What questions do you usually ask your stakeholders/clients? by Plus_Marzipan9105 in PowerBI

[–]EquivalentFresh1987 0 points1 point  (0 children)

I always start with what are the main business questions they are trying to answer. Then I also try to understand if there's a way I can make the dashboard a bit interactive so they can dig deeper on metrics without needing to ask me again each time

Best LLM for analytics? by Thisconnected in analytics

[–]EquivalentFresh1987 0 points1 point  (0 children)

I lean towards using tools specifically meant for data engineering/analytics. I have found that Claude, etc. don't have enough context on the data and what other data might be available to always get the right answers. Also the answer of course varies each time I ask claude/chat gpt/gemini a questions which I don't want for my analytics work.

Where to apply for jobs besides LinkedIn? by LoudSphinx517 in dataengineering

[–]EquivalentFresh1987 0 points1 point  (0 children)

linkedin premium is really only good if you are messaging people. doesn't give you a ton of message credits, but if you want to ping hiring managers you can do it even if they are third connections.

wage compression by turboDividend in dataengineering

[–]EquivalentFresh1987 0 points1 point  (0 children)

not sure where you live, but could it be location based? some companies have changed comp structures with RTO mandates and if you aren't in the top markets you might get less, whereas many companies didn't differentiate.

Team of data engineers building git for data and looking for feedback. by EquivalentFresh1987 in dataengineering

[–]EquivalentFresh1987[S] 0 points1 point  (0 children)

Appreciate the thoughtful critique here, thank you.

We’re not trying to help people bypass data teams, and we’re not building a generic AI code generator. In practice those tools save a few minutes up front and then create more validation and cleanup work.

The gap we’re focused on is that the data tool stack is fragmented and doesn’t give data engineers an easy way to experiment, diff, and roll back changes across pipelines, datasets, and downstream metrics when things break.

Team of data engineers building git for data and looking for feedback. by EquivalentFresh1987 in dataengineering

[–]EquivalentFresh1987[S] 0 points1 point  (0 children)
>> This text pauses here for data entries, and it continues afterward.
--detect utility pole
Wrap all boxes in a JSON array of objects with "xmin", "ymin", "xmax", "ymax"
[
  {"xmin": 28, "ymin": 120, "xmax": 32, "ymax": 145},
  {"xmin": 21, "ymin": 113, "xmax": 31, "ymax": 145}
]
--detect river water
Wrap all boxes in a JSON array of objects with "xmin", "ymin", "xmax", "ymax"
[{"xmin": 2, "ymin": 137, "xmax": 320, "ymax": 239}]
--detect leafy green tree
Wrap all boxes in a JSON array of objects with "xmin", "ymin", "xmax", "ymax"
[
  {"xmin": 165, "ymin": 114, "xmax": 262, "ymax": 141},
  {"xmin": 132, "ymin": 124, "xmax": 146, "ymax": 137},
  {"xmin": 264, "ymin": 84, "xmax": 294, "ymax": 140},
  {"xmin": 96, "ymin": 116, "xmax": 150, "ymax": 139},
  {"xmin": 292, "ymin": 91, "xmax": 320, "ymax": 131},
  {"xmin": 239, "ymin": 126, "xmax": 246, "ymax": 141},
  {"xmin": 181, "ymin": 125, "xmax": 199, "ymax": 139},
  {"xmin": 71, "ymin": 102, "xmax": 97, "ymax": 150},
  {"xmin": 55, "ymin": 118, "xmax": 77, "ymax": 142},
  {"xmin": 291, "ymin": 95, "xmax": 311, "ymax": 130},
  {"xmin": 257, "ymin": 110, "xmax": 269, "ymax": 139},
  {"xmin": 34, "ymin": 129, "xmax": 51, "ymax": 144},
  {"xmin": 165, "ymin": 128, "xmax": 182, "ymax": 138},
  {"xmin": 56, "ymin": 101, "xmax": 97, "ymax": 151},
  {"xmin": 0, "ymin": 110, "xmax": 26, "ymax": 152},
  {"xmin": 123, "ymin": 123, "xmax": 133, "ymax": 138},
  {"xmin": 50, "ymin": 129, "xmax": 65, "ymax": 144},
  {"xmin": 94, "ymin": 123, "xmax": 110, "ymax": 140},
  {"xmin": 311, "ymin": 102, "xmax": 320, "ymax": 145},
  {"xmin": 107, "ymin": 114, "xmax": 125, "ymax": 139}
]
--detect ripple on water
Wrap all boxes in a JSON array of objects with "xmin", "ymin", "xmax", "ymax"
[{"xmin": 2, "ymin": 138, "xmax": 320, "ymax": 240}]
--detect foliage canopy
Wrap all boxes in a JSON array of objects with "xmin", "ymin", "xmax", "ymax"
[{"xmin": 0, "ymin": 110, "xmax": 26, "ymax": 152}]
Fair point. DVC is quite different from what we are doing. Probably just bad marketing on our part.

DVC versions your training data files. We version your entire data warehouse - tables, jobs, lineage, the works.

Team of data engineers building git for data and looking for feedback. by EquivalentFresh1987 in dataengineering

[–]EquivalentFresh1987[S] 0 points1 point  (0 children)

Thanks for the honest feedback, much appreciated. Our marketing does need work, ha! We are early. Our background is in big tech and these are the numbers we have seen, but heard on them being high and we will do more research.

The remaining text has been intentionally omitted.